Neo4jNativeGraphQueryEngine

Neo4jNativeGraphQueryEngine(
    host: str = 'neo4j://localhost',
    port: int = 7687,
    username: str = 'neo4j',
    password: str = 'password',
    embeddings: ForwardRef('Embedder') | None = None,
    embedding_dimension: int | None = 3072,
    llm: ForwardRef('LLMInterface') | None = None,
    query_llm: ForwardRef('LLMInterface') | None = None,
    entities: List[str] | None = None,
    relations: List[str] | None = None,
    potential_schema: List[tuple[str, str, str]] | None = None
)

A graph query engine implemented using the Neo4j GraphRAG SDK.
Provides functionality to initialize a knowledge graph, create a vector index, and query the graph using Neo4j and LLM.
Initialize a Neo4j graph query engine.

Parameters:
NameDescription
hostType: str

Default: ‘neo4j
portType: int

Default: 7687
usernameType: str

Default: ‘neo4j’
passwordType: str

Default: ‘password’
embeddingsType: ForwardRef(‘Embedder’) | None

Default: None
embedding_dimensionType: int | None

Default: 3072
llmType: ForwardRef(‘LLMInterface’) | None

Default: None
query_llmType: ForwardRef(‘LLMInterface’) | None

Default: None
entitiesType: List[str] | None

Default: None
relationsType: List[str] | None

Default: None
potential_schemaType: List[tuple[str, str, str]] | None

Default: None

Instance Methods

add_records

add_records(self, new_records: list[Document]) -> bool

Add new records to the Neo4j database.

Parameters:
NameDescription
new_recordsList of new Documents to be added

Type: list[Document]
Returns:
TypeDescription
boolbool: True if records were added successfully, False otherwise.

init_db

init_db(self, input_doc: list[Document] | None = None) -> None

Initialize the Neo4j graph database using the provided input doc.
Currently this method only supports single document input (only reads the first doc).
This method supports both text and PDF documents. It performs the following steps:
1. Clears the existing database.
2. Extracts graph nodes and relationships from the input data to build a knowledge graph.
3. Creates a vector index for efficient retrieval.

Parameters:
NameDescription
input_docInput documents for building the graph.

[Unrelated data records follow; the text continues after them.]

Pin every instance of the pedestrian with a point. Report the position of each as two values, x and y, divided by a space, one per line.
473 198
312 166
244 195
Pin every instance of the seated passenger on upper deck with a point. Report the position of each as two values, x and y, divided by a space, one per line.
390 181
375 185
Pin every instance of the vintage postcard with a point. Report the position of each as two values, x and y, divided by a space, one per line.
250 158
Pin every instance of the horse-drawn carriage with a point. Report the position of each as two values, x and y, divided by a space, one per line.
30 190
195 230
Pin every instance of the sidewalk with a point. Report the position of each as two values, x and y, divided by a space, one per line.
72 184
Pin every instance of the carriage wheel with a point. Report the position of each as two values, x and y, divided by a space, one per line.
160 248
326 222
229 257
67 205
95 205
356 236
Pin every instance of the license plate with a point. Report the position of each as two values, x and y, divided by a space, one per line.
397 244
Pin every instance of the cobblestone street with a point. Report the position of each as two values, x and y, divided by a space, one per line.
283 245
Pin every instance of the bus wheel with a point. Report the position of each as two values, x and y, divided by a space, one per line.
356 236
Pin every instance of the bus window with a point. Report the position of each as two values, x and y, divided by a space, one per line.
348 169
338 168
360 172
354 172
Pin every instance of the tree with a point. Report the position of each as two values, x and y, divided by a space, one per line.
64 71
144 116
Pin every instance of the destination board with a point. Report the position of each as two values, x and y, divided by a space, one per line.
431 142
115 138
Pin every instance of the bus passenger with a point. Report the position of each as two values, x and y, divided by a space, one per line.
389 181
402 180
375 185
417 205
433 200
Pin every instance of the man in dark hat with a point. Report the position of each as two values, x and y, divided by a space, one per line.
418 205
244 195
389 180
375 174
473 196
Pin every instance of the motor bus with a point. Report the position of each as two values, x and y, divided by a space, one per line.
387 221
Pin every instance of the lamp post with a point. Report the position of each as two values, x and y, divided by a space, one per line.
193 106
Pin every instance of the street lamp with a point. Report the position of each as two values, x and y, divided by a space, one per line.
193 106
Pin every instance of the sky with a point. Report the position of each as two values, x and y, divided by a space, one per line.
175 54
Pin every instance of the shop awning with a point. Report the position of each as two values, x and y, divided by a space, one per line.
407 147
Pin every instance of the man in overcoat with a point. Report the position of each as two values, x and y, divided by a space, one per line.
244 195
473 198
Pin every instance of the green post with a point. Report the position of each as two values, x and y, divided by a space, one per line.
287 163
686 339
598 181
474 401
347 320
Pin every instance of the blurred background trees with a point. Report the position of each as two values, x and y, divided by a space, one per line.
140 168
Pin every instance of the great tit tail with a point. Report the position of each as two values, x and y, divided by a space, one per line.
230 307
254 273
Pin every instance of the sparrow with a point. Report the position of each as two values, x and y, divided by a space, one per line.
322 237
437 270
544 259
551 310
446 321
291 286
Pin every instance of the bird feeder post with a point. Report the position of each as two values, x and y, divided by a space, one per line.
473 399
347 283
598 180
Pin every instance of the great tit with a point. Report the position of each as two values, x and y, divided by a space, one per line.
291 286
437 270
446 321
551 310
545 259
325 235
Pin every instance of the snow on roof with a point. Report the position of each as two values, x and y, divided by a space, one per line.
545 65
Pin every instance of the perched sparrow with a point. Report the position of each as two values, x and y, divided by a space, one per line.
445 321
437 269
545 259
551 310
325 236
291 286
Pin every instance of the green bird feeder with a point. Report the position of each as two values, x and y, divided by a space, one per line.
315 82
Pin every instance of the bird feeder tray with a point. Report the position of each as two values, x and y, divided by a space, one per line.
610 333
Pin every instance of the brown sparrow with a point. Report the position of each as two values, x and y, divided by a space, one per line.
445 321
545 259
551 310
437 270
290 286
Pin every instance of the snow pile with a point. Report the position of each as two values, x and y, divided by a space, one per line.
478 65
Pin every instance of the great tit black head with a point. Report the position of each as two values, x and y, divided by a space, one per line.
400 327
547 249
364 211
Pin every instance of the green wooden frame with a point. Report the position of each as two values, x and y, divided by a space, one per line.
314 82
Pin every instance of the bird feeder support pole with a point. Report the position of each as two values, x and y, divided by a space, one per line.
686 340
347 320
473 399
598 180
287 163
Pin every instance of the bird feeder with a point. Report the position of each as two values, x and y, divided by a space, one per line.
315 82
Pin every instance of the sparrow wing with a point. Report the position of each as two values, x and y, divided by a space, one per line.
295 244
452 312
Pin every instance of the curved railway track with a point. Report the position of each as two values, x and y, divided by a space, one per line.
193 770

Type: list[Document] | None

Default: None

query

query(
    self,
    question: str,
    n_results: int = 1,
    **kwargs: Any
) -> GraphStoreQueryResult

Query the Neo4j database using a natural language question.

Parameters:
NameDescription
questionThe question to be answered by querying the graph.

Type: str
n_resultsType: int

Default: 1
**kwargsType: Any
Returns:
TypeDescription
GraphStoreQueryResultGraphStoreQueryResult: The result of the query.